One picosecond. That’s how long it takes for a burst of electrons to flash through the Linac Coherent Light Source II at SLAC National Accelerator Laboratory—and now, thanks to a breakthrough detector developed by physicists across California and New Mexico, that’s also the smallest slice of time we can reliably capture in high-rate particle beams. This sliver of duration, just one trillionth of a second, is where the future of ultrafast science unfolds. As next-generation accelerators push toward a staggering 1 million pulses per second—up from today’s standard of 120—existing diagnostics falter. The new diamond-based system, engineered by the Advanced Accelerator Diagnostics Collaboration, doesn’t just keep up; it redefines what’s possible.
The challenge was clear: traditional detectors couldn’t survive the intensity and repetition of emerging accelerator beams, let alone deliver precise, real-time data. Without accurate diagnostics, even the most powerful machines become blind to the atomic-scale dynamics they’re built to observe. Enter a collaboration spanning UC Santa Cruz, UC Davis, Lawrence Berkeley National Laboratory, Los Alamos National Laboratory, and SLAC. Together, they redesigned the entire detection chain—from sensor to signal processing—centered on a synthetic diamond sensor no larger than a fingernail. Diamond, with its extreme durability and unmatched thermal conductivity, acts as the ideal medium for capturing high-energy particles without degrading. But the real innovation lies in the integration: a custom-designed readout microchip, known as an FPS ASIC, processes signals in real time, while advanced packaging techniques minimize noise and delay.
In July 2025, the team tested the full system at SLAC, exposing it to 1-picosecond electron bursts. The results, published in Physical Review Accelerators and Beams, stunned even the developers. The detector produced clean, sharply defined signals lasting just 125 picoseconds—eight times faster than a nanosecond—with remarkable consistency across a wide dynamic range. “It performed extremely well, better than we expected,” said Bruce Schumm, the Long Family Professor of Experimental Physics at UC Santa Cruz. “And not only that, but if we compare the performance to our pure calculation expectations, they agree with stunning accuracy.”
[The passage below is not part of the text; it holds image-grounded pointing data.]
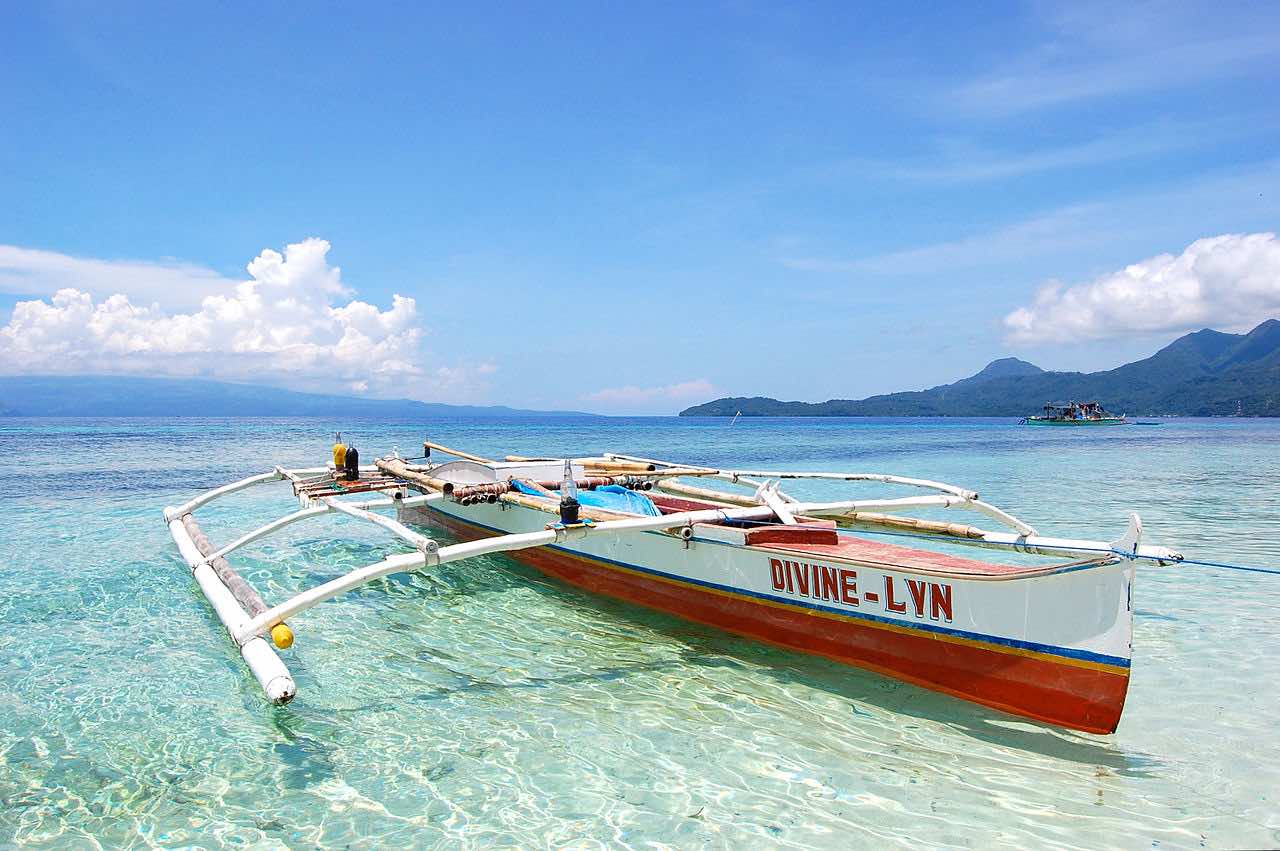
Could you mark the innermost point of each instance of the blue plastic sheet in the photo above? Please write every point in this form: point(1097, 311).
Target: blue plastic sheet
point(609, 497)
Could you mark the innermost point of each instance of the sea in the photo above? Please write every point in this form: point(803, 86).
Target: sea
point(483, 705)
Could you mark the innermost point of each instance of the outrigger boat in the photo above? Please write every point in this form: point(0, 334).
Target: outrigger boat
point(1047, 641)
point(1075, 413)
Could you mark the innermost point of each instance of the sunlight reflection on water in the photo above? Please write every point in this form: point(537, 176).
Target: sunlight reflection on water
point(490, 705)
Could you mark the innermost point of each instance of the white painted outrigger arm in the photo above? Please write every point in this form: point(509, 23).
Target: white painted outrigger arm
point(740, 476)
point(270, 672)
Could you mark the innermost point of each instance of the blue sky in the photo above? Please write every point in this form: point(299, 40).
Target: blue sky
point(630, 207)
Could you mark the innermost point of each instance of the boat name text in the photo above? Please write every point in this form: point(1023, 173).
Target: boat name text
point(814, 581)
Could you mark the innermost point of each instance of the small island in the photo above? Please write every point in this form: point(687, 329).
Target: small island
point(1205, 374)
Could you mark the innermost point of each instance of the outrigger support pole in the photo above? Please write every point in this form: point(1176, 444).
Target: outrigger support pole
point(744, 476)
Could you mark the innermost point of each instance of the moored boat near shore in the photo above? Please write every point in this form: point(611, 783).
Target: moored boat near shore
point(1075, 413)
point(1048, 641)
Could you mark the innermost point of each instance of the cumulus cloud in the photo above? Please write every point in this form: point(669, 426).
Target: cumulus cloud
point(286, 323)
point(1229, 282)
point(631, 396)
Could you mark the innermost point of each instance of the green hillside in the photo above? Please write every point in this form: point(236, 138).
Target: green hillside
point(1202, 374)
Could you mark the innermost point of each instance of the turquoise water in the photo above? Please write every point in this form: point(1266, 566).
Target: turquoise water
point(485, 705)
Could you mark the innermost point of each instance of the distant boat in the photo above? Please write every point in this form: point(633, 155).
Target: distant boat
point(1074, 413)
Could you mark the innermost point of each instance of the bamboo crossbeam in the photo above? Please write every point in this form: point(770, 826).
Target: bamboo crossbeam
point(397, 467)
point(912, 524)
point(240, 588)
point(673, 486)
point(385, 522)
point(457, 453)
point(261, 659)
point(839, 476)
point(558, 534)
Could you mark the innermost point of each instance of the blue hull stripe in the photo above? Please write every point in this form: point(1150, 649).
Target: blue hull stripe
point(1069, 653)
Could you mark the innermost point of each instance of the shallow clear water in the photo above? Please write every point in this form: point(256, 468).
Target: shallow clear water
point(488, 705)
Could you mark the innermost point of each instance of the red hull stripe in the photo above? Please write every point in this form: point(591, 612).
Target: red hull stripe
point(1059, 655)
point(1037, 686)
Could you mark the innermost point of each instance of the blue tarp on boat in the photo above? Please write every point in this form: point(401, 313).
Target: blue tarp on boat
point(609, 497)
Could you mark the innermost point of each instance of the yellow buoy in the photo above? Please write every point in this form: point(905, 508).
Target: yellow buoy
point(283, 636)
point(339, 454)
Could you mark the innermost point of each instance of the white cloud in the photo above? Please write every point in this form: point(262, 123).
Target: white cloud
point(31, 271)
point(632, 397)
point(1229, 282)
point(282, 324)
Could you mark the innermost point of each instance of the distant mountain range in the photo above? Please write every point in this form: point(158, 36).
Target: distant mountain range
point(1202, 374)
point(83, 396)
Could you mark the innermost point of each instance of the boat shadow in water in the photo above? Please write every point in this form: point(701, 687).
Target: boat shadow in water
point(702, 648)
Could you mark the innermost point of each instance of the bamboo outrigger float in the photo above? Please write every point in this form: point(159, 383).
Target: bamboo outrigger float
point(1048, 641)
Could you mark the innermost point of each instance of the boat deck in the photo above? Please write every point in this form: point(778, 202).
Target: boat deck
point(821, 539)
point(895, 556)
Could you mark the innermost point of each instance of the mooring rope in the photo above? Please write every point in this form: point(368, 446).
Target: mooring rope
point(1080, 549)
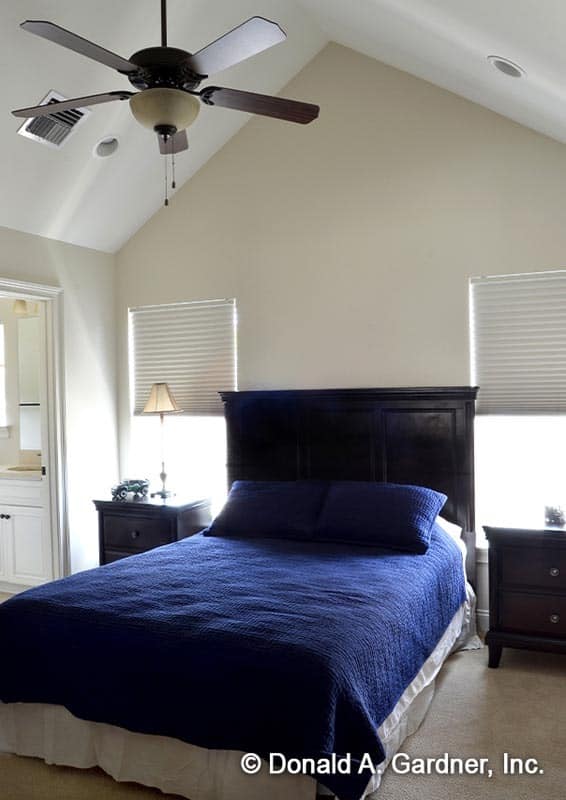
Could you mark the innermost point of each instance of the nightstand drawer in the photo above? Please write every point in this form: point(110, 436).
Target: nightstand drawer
point(533, 613)
point(135, 533)
point(544, 567)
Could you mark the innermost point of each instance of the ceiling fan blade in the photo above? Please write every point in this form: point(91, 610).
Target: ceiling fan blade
point(248, 39)
point(174, 144)
point(280, 107)
point(48, 30)
point(66, 105)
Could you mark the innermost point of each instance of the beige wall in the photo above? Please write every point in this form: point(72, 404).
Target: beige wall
point(349, 243)
point(87, 280)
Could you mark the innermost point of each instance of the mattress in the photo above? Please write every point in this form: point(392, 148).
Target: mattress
point(54, 735)
point(238, 645)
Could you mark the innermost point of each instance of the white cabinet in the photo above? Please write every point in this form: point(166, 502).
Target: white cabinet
point(25, 541)
point(26, 545)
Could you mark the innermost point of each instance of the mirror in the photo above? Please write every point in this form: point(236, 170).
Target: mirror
point(28, 383)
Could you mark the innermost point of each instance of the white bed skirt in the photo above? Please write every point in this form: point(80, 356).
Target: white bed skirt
point(54, 735)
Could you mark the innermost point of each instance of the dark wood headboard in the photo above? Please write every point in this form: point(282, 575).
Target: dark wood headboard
point(412, 435)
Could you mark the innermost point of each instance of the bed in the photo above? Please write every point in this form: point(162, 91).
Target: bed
point(166, 667)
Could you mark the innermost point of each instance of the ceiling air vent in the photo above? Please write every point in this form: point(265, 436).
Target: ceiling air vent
point(55, 129)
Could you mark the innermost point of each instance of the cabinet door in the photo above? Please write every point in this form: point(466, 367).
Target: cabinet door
point(28, 545)
point(5, 549)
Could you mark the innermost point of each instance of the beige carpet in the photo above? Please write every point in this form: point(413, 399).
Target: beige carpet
point(519, 708)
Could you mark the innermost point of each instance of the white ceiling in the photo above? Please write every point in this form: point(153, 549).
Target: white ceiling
point(71, 196)
point(67, 194)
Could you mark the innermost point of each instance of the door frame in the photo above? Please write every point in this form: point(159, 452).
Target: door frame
point(55, 390)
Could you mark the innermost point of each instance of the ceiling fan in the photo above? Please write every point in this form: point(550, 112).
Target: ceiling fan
point(168, 78)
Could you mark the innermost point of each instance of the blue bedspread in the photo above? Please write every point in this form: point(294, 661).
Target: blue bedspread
point(244, 644)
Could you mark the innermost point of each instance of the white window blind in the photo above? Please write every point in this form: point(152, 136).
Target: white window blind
point(191, 347)
point(518, 342)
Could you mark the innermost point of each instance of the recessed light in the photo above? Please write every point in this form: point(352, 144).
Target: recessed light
point(507, 67)
point(106, 147)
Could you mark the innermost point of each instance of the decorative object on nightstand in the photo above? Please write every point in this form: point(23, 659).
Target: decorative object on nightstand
point(161, 402)
point(135, 526)
point(139, 487)
point(527, 590)
point(554, 515)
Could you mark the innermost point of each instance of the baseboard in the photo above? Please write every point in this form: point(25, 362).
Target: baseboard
point(482, 616)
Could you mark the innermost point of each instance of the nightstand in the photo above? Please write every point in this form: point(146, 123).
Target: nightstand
point(527, 590)
point(134, 526)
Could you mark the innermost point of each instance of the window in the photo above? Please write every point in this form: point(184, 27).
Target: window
point(192, 348)
point(518, 354)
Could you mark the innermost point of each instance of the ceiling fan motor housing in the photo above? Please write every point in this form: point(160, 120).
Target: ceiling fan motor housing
point(163, 66)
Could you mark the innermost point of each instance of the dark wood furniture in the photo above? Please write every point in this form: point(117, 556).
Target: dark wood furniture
point(410, 435)
point(129, 527)
point(527, 590)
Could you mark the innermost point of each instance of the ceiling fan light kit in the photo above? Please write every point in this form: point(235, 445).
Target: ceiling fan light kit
point(165, 110)
point(167, 80)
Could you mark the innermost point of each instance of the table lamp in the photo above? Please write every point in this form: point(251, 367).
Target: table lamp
point(161, 402)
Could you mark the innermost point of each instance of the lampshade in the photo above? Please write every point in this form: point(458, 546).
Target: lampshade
point(164, 107)
point(160, 400)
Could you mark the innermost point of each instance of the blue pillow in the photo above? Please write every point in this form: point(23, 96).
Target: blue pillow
point(270, 509)
point(390, 515)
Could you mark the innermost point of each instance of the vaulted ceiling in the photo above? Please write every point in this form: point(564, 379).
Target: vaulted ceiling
point(68, 194)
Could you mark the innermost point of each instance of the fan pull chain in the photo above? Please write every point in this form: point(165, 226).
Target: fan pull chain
point(166, 183)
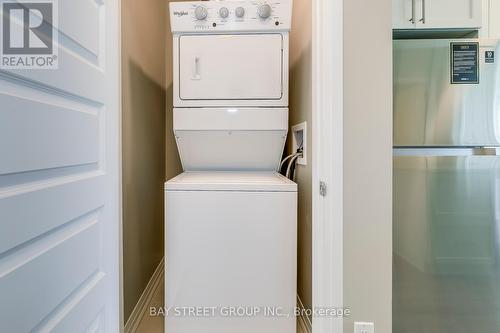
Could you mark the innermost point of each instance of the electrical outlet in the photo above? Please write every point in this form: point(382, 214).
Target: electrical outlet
point(299, 140)
point(364, 328)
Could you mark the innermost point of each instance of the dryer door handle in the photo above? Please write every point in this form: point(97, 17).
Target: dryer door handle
point(196, 70)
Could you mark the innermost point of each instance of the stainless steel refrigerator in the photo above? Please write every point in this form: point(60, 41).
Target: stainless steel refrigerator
point(446, 186)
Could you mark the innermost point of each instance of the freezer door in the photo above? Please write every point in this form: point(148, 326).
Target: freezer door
point(446, 244)
point(430, 111)
point(231, 67)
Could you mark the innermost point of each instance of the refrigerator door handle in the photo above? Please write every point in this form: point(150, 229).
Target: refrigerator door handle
point(423, 12)
point(487, 151)
point(412, 19)
point(450, 151)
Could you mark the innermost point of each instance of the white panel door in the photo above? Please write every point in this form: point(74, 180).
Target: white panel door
point(449, 14)
point(59, 181)
point(230, 67)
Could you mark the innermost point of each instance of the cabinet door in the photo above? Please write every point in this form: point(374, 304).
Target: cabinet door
point(449, 14)
point(404, 14)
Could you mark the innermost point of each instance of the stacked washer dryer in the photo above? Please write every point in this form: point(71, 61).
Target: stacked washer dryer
point(231, 219)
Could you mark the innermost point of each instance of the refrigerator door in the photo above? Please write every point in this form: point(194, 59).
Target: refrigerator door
point(446, 244)
point(430, 111)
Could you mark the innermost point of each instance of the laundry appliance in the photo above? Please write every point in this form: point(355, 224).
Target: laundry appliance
point(231, 219)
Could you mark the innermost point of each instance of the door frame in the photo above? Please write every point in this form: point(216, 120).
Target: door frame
point(327, 161)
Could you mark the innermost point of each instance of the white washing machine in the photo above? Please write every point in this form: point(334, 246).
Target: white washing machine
point(231, 253)
point(231, 220)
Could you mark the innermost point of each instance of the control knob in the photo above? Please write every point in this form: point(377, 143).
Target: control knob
point(240, 12)
point(265, 11)
point(224, 12)
point(200, 13)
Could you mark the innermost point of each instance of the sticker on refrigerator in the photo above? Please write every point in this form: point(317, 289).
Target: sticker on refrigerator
point(489, 57)
point(464, 63)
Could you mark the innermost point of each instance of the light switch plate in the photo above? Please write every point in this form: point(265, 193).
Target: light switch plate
point(364, 327)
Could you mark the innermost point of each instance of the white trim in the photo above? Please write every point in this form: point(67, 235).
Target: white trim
point(303, 320)
point(327, 157)
point(141, 307)
point(120, 175)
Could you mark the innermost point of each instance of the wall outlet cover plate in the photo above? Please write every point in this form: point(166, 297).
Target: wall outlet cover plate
point(364, 327)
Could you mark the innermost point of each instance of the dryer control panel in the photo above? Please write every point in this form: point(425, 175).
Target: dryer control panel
point(234, 16)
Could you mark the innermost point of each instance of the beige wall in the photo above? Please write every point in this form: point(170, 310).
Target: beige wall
point(145, 117)
point(368, 163)
point(300, 110)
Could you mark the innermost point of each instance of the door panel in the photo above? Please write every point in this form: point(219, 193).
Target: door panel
point(429, 111)
point(450, 14)
point(229, 67)
point(59, 181)
point(446, 244)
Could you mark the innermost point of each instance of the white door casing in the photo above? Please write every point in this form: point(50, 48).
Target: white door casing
point(60, 181)
point(327, 161)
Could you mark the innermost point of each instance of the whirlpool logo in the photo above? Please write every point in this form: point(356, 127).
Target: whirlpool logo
point(29, 34)
point(181, 13)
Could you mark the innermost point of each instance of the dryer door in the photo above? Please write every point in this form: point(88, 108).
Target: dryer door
point(231, 67)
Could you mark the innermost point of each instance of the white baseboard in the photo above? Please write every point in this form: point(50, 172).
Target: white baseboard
point(303, 320)
point(142, 304)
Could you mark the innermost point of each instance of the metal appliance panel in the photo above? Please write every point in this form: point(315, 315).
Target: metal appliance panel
point(446, 244)
point(430, 111)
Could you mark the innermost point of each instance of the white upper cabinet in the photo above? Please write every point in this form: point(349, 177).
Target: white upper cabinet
point(437, 14)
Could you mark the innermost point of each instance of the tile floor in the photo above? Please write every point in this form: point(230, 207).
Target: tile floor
point(150, 324)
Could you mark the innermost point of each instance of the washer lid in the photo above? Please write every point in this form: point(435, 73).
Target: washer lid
point(231, 181)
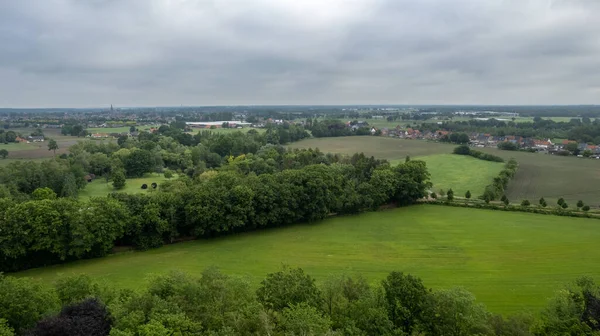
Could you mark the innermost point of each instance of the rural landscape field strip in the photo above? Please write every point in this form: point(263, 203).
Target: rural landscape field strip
point(539, 175)
point(511, 261)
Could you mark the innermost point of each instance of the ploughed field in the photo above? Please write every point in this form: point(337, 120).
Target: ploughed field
point(511, 261)
point(539, 175)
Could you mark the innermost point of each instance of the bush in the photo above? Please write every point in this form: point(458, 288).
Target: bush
point(450, 195)
point(508, 146)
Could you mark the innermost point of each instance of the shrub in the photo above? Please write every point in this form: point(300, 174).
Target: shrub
point(450, 195)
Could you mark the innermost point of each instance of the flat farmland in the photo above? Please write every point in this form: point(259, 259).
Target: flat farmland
point(510, 261)
point(553, 177)
point(379, 147)
point(539, 175)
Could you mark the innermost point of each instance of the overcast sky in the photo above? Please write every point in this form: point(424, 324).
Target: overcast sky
point(82, 53)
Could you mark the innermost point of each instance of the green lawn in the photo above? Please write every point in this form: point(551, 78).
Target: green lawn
point(510, 261)
point(539, 175)
point(99, 187)
point(18, 146)
point(117, 129)
point(461, 173)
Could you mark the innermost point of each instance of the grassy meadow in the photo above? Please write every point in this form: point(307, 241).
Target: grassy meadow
point(539, 175)
point(99, 187)
point(461, 173)
point(510, 261)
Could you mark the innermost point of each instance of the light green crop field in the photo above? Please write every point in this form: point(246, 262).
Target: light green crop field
point(117, 129)
point(227, 130)
point(379, 147)
point(539, 175)
point(510, 261)
point(99, 187)
point(17, 146)
point(461, 173)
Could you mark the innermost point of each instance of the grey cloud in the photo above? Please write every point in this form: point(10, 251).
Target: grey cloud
point(159, 52)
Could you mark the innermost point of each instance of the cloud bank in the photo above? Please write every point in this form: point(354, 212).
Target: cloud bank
point(73, 53)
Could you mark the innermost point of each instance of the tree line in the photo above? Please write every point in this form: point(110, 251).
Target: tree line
point(286, 302)
point(466, 150)
point(45, 229)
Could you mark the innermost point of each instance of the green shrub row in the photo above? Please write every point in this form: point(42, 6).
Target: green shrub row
point(466, 150)
point(495, 190)
point(554, 211)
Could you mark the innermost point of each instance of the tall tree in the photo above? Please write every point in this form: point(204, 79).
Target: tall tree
point(52, 145)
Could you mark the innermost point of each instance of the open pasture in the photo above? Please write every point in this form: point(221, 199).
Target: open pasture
point(100, 188)
point(510, 261)
point(539, 175)
point(461, 173)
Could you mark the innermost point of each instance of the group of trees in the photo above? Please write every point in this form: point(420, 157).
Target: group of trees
point(496, 189)
point(287, 302)
point(466, 150)
point(457, 138)
point(43, 229)
point(335, 128)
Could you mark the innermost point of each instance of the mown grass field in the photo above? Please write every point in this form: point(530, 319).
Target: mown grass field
point(539, 175)
point(461, 173)
point(99, 187)
point(510, 261)
point(119, 129)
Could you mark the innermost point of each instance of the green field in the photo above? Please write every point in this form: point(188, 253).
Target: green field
point(18, 146)
point(118, 129)
point(227, 130)
point(461, 173)
point(539, 175)
point(510, 261)
point(99, 187)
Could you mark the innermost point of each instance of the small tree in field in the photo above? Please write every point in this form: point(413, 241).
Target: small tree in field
point(450, 195)
point(119, 180)
point(487, 198)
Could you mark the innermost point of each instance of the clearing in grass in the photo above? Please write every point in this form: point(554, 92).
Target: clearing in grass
point(510, 261)
point(461, 173)
point(100, 188)
point(539, 175)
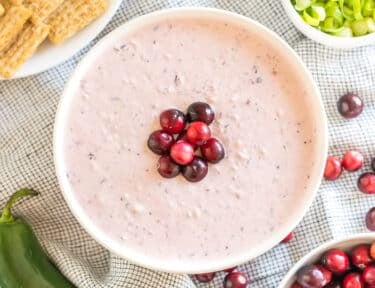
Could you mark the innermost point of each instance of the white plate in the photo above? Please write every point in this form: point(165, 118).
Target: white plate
point(49, 55)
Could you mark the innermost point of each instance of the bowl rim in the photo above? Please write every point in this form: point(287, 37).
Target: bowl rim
point(357, 238)
point(322, 37)
point(139, 258)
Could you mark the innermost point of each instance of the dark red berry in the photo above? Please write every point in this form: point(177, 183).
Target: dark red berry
point(167, 167)
point(182, 152)
point(353, 280)
point(336, 261)
point(366, 183)
point(313, 276)
point(196, 170)
point(205, 277)
point(368, 275)
point(236, 280)
point(370, 219)
point(198, 133)
point(160, 142)
point(288, 238)
point(200, 111)
point(333, 168)
point(213, 151)
point(350, 105)
point(360, 256)
point(352, 161)
point(172, 121)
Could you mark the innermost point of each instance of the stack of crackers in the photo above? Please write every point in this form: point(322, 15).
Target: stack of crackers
point(25, 24)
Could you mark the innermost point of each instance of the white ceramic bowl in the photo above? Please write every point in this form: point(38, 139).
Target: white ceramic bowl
point(160, 264)
point(346, 243)
point(324, 38)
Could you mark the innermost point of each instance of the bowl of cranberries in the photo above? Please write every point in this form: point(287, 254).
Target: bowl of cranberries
point(344, 263)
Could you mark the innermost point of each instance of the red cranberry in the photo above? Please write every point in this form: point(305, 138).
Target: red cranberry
point(353, 280)
point(350, 105)
point(182, 152)
point(313, 276)
point(368, 275)
point(336, 261)
point(366, 183)
point(160, 142)
point(167, 167)
point(370, 219)
point(288, 238)
point(172, 121)
point(236, 280)
point(333, 168)
point(198, 133)
point(213, 150)
point(352, 161)
point(196, 170)
point(360, 256)
point(205, 277)
point(200, 111)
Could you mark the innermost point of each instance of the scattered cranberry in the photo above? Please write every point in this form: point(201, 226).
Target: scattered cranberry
point(172, 121)
point(198, 133)
point(333, 168)
point(366, 183)
point(200, 111)
point(336, 261)
point(196, 170)
point(182, 152)
point(236, 280)
point(213, 150)
point(370, 219)
point(352, 161)
point(350, 105)
point(160, 142)
point(205, 277)
point(360, 256)
point(167, 167)
point(353, 280)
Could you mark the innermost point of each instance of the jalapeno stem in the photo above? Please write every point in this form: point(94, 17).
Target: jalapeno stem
point(6, 215)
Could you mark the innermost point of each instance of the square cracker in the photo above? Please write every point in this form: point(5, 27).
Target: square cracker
point(73, 15)
point(22, 48)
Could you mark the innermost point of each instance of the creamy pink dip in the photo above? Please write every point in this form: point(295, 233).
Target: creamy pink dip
point(262, 118)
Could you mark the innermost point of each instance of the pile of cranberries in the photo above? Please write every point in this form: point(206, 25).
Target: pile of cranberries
point(185, 143)
point(339, 269)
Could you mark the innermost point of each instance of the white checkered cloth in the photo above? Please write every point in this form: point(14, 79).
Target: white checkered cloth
point(27, 111)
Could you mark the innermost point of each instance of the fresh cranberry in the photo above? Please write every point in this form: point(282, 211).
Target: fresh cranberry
point(336, 261)
point(288, 238)
point(333, 168)
point(366, 183)
point(213, 150)
point(352, 161)
point(200, 111)
point(360, 256)
point(368, 275)
point(353, 280)
point(198, 133)
point(236, 280)
point(160, 142)
point(172, 121)
point(350, 105)
point(196, 170)
point(205, 277)
point(370, 219)
point(167, 167)
point(182, 152)
point(313, 276)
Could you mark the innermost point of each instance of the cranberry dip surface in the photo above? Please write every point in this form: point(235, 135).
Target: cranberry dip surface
point(263, 117)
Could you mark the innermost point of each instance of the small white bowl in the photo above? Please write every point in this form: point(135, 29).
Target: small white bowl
point(346, 243)
point(324, 38)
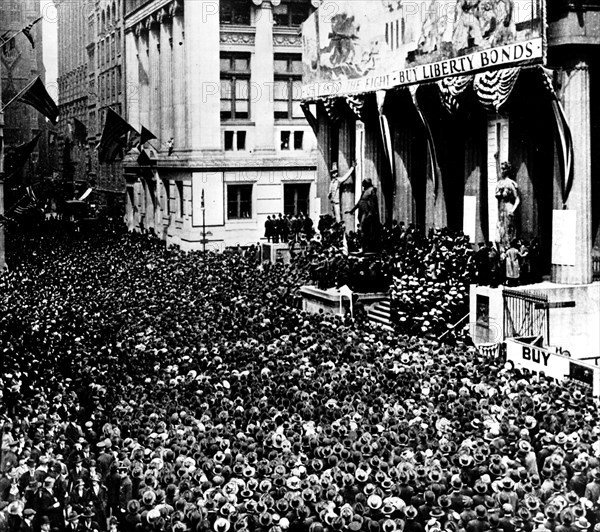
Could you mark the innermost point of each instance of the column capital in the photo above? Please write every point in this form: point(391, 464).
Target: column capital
point(266, 4)
point(163, 16)
point(176, 8)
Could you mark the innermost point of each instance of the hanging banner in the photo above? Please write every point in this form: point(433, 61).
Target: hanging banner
point(354, 46)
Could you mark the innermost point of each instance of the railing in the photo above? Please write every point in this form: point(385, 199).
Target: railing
point(596, 268)
point(525, 314)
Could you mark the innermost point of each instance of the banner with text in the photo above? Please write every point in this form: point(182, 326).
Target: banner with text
point(353, 46)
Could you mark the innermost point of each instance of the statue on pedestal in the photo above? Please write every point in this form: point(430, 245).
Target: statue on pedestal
point(334, 188)
point(368, 217)
point(507, 194)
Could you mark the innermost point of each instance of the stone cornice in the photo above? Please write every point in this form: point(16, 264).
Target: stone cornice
point(237, 35)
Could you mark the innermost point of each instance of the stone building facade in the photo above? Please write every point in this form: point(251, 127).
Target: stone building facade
point(219, 81)
point(90, 78)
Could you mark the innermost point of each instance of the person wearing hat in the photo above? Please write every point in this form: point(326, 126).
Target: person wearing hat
point(46, 505)
point(9, 457)
point(78, 472)
point(335, 185)
point(592, 488)
point(480, 523)
point(72, 524)
point(27, 522)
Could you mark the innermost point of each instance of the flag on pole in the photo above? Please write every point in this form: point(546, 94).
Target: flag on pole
point(19, 156)
point(27, 31)
point(113, 139)
point(77, 131)
point(36, 95)
point(564, 134)
point(146, 135)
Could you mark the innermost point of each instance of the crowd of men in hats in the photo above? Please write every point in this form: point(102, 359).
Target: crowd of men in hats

Now, a second-generation system is in development, featuring an upgraded ASIC chip optimized specifically for the diamond sensor, with signal response times expected to improve further. The team is also working to make the system more accessible, aiming for a plug-and-play version that labs worldwide can deploy without specialized expertise. Beyond particle physics, the technology holds promise for fusion energy research, ultrafast laser systems, and materials science—any field where observing atomic motion in real time is critical. As Schumm puts it, “The more and more that we look at things, the more and more we need to understand things at the atomic scale.” With this detector, we’re no longer guessing. We’re watching.